OUTBACK STATIONS
Pure Egelabra
With more than 125 years of breeding, Egelabra Merino stud has ensured its longevity with time-honoured traditions, including a commitment to training jackaroos.
Story Abigail McLaughlin
Photos Mark Wellington
The sun is low in the sky as jackaroos on motorbikes muster a mob of weaner rams along the picturesque Egelabra lagoon. From the front seat of his LandCruiser wagon, Cam Munro, general manager of H.E. Kater and Son (HEK), watches them, occasionally giving directions over the two-way radio until the sheep come to a standstill, their sunlit profiles doing justice to more than a century of careful breeding.
Recent rain has given the self-mulching black-to-red plains of Egelabra, near Warren on the New South Wales western plains, an iridescent green tinge, and Cam is hoping it will be the start of the sort of lush winter the Macquarie Valley is renowned for.

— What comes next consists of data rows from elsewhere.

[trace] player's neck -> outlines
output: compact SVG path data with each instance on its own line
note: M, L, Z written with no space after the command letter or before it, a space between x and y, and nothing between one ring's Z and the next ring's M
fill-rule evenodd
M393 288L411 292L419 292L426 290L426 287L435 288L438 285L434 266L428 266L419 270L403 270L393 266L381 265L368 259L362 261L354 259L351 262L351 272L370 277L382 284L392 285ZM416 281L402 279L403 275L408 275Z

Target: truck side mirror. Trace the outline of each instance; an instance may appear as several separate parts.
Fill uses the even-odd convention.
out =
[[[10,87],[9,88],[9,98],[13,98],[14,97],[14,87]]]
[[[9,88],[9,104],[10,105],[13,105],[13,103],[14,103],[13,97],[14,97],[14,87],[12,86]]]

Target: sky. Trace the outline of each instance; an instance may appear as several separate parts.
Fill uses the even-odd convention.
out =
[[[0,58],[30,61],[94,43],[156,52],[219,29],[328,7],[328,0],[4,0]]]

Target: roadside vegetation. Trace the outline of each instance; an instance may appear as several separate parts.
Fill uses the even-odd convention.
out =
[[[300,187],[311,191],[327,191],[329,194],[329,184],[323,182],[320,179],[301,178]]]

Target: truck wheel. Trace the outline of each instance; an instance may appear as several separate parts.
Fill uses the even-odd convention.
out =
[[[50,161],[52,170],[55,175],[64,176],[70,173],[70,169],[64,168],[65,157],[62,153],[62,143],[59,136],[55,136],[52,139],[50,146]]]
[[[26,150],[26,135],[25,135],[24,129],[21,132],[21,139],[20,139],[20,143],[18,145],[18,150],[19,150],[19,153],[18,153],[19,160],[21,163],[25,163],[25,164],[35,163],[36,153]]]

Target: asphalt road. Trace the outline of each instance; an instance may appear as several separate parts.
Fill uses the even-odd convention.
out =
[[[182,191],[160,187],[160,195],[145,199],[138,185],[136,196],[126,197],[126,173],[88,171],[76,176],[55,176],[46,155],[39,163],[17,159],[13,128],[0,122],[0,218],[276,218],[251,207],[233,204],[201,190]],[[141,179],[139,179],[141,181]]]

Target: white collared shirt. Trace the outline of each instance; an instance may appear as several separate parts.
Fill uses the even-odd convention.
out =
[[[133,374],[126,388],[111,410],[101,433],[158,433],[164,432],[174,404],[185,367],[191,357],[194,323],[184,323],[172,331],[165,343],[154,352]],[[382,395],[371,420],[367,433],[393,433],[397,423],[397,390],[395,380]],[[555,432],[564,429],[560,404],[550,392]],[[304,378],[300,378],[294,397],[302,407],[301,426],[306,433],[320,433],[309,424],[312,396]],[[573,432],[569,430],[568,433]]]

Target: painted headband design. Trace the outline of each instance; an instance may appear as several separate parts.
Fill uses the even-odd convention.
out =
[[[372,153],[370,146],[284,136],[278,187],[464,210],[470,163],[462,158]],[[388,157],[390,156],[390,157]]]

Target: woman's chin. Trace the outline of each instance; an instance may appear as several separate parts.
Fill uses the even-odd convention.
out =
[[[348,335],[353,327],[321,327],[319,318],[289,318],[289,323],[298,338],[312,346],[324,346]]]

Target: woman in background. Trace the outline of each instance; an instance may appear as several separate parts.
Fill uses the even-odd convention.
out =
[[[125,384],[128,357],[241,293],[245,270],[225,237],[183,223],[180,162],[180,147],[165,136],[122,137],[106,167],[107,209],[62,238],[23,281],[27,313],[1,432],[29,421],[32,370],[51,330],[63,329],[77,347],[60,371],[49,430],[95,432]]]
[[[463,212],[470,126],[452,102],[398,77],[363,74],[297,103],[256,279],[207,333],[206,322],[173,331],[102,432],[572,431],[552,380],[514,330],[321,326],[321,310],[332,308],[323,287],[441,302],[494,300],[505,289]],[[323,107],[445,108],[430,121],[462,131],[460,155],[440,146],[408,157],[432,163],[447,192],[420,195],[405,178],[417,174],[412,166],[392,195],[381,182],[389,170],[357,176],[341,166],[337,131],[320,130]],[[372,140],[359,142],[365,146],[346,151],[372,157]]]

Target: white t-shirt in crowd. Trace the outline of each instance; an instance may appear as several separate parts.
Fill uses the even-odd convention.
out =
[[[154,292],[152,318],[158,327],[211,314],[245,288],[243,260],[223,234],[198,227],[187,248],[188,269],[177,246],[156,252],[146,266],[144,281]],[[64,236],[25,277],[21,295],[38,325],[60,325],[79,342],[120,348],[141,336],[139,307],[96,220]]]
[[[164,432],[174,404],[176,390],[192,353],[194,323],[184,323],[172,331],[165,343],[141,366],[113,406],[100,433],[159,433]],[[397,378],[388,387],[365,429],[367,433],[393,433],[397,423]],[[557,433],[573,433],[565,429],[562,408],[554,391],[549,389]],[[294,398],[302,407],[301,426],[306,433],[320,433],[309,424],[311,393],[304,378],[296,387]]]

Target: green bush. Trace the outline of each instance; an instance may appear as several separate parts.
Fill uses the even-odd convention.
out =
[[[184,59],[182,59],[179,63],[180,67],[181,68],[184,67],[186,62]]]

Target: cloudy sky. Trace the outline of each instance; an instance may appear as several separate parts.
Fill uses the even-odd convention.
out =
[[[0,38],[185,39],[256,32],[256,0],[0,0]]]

If so, it will be a welcome break after nearly three years of drought, which has gripped not only the six properties that comprise Egelabra, but much of the Merino stud’s traditional client base across western NSW and southern Queensland. “The timing was perfect,” Cam says. “All we need now is plenty of good follow-up.”
As Australia’s oldest closed Merino stud, Egelabra is best known for its productive
fine-medium wool sheep, but in reality it is much more. Sheep and wool production
is still the core business, but in keeping with the times, Egelabra is a
modern mixed farming operation producing beef-cattle, grain, and irrigated
crops, including some share-farmed cotton.
A drive around the properties – the furthest is 80 kilometres from Warren – reveals
just how diverse the operation really is. In total, there are 51,000 hectares
of country, most of which are historically significant. HEK’s most recent purchase,
in 2003, was Colane Station, north of Nyngan, owned for more than 100 years by
the Fisher family and once a Cobb & Co
station. Other properties include “Eenaweena” and “Yanganbil”, which together
with Egelabra are used for the Merino stud, and “Belaringar” and “Cremorne”,
which are mixed farm commercial properties.